Does anyone have the new Electrical Reference by PPI that they'd be willing to share the lighting portion out of? Or any condensed lighting reference at all? I'm using an old one, and I don't have anything... except for the IESNA lighting handbook, and that thing is massive / hard to use. I don't use lighting at all in my daily work so all of the calcs are foreign to me. PM me for my email address if you have anything, thanks!

Dustin


----------



## Flyer_PE (Oct 9, 2009)

I don't have anything that isn't subject to copyright. If you can lay hands on one, the Standard Handbook for Electrical Engineers (I have the 15th edition) has a pretty good chapter on illumination. It's not a cheap book so you may want to try and borrow one for the exam.


----------



## z06dustin (Oct 9, 2009)

Flyer_PE said:


> I don't have anything that isn't subject to copyright. If you can lay hands on one, the Standard Handbook for Electrical Engineers (I have the 15th edition) has a pretty good chapter on illumination. It's not a cheap book so you may want to try and borrow one for the exam.

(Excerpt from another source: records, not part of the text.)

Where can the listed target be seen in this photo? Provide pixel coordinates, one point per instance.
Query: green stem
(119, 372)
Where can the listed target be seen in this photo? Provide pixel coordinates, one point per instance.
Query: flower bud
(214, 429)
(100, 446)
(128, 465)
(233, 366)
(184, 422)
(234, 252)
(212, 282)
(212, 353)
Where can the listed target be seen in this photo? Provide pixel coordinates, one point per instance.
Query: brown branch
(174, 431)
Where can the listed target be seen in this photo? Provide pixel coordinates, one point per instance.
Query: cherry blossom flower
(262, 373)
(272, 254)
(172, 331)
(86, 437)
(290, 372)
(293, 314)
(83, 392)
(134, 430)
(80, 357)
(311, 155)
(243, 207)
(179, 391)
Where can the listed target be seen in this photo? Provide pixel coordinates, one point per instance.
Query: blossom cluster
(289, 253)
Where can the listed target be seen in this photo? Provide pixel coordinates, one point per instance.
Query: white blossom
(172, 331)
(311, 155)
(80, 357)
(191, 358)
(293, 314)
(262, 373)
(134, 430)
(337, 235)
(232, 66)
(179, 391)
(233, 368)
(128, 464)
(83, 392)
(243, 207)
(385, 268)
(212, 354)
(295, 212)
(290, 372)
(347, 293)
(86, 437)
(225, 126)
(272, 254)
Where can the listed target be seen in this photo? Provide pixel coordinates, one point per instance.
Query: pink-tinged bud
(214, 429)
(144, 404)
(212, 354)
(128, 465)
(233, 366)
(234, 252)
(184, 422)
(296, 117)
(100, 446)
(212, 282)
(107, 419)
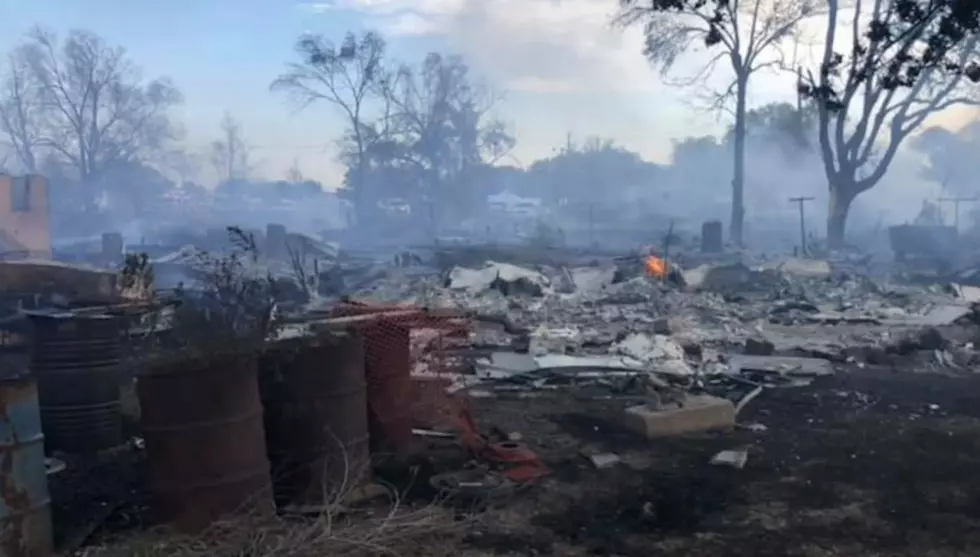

excellent thank you sir. my alma mater has an online copy with free access. i'll just print that chapter out.

thanks again.


----------



## nmh0408 (Oct 10, 2009)

z06dustin said:


> excellent thank you sir. my alma mater has an online copy with free access. i'll just print that chapter out.
> thanks again.



I do have Camara's latest edition, if you want i can email you copies of the illumination chapter.


----------



## Dark Knight (Oct 10, 2009)

Try to find the Yarbough's PE Study Book. It has a section about lighting.


----------



## bobbytroopa (Oct 12, 2009)

Dark Knight said:


> Try to find the Yarbough's PE Study Book. It has a section about lighting.
> 
> [/qu
> 
> In the crouse hinds lighting catalog, there is a full section in it on how to do point to point lighting. You can go to their website and print it.


----------



## Jiggalolo (Jan 14, 2010)

Dark Knight said:


> Try to find the Yarbough's PE Study Book. It has a section about lighting.


I'd agree, Yarbough's text is an excellent resource for lighting. I think its more practical than Camara's latest edition.


----------